Molar mass is a fundamental concept in chemistry, representing the mass of one mole of a given substance. It is expressed in grams per mole (g/mol), and it helps convert between the amount of substance in moles and its mass in grams.

Calculating molar mass involves adding up the atomic masses of all the atoms present in a molecule.
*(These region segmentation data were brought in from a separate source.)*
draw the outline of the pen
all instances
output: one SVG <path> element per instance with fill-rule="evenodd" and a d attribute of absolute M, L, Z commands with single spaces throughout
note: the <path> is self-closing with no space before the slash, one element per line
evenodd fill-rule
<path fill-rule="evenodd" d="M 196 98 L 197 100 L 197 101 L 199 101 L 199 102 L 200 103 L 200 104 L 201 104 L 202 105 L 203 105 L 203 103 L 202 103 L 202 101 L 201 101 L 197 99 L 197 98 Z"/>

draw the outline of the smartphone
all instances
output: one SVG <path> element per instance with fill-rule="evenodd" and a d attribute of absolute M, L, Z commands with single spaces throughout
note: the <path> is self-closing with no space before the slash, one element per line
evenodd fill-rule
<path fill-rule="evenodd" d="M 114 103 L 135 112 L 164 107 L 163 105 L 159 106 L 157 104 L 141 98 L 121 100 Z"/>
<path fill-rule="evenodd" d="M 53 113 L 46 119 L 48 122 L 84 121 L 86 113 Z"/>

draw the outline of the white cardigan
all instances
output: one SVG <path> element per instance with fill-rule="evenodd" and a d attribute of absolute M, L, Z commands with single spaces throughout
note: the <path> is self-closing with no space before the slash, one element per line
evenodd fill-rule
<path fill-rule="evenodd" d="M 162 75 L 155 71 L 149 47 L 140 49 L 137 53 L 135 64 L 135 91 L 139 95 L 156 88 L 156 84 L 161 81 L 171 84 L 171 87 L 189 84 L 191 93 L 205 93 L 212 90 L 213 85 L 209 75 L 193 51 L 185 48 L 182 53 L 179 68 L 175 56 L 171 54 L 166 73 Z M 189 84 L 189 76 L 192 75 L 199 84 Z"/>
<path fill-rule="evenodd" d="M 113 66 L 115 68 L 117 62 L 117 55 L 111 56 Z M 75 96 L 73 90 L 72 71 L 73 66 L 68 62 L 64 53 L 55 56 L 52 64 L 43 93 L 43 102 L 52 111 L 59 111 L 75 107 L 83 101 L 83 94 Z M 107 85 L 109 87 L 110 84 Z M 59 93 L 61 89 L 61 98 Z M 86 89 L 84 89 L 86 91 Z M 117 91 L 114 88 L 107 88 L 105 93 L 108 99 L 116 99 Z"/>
For example, the molar mass of \(NH_4Cl\) is calculated by summing the atomic masses of nitrogen (approximately 14.01 g/mol), hydrogen (1.01 g/mol each for four hydrogen atoms), and chlorine (35.45 g/mol), resulting in 53.49 g/mol.

This concept is especially useful in stoichiometry to convert between moles of a substance and its mass, such as finding out that 0.50 moles of \(NH_4Cl\) weigh 26.745 grams. Similar calculations with different molar masses enable us to determine the mass of products in various chemical reactions, such as transforming 0.25 moles of \(H_2S\) into 8.52 grams based on its molar mass of 34.08 g/mol.

Chemical Reactions

Chemical reactions are processes where reactants are transformed into products through the breaking and forming of chemical bonds. Every chemical reaction follows a specific path dictated by the stoichiometry of the equation.

There are various types of chemical reactions including synthesis, decomposition, single replacement, and double replacement. In synthesis reactions, reactants combine to form a single product, such as \(NaOH + CO_2 \rightarrow NaHCO_3\). In this reaction, the 1:1 mole ratio implies that one mole of \(NaOH\) produces one mole of \(NaHCO_3\).

Understanding chemical reactions involves not just recognizing the type but also applying stoichiometry to predict the amounts of products formed from given amounts of reactants. For example, in \(PCI_3 + 3H_2O \rightarrow H_3PO_3 + 3HCl\), knowing that 0.50 moles of \(PCI_3\) produce 0.50 moles of \(H_3PO_3\) and 1.50 moles of \(HCl\) demonstrates how mole ratios and balanced equations guide quantitative predictions in chemical processes.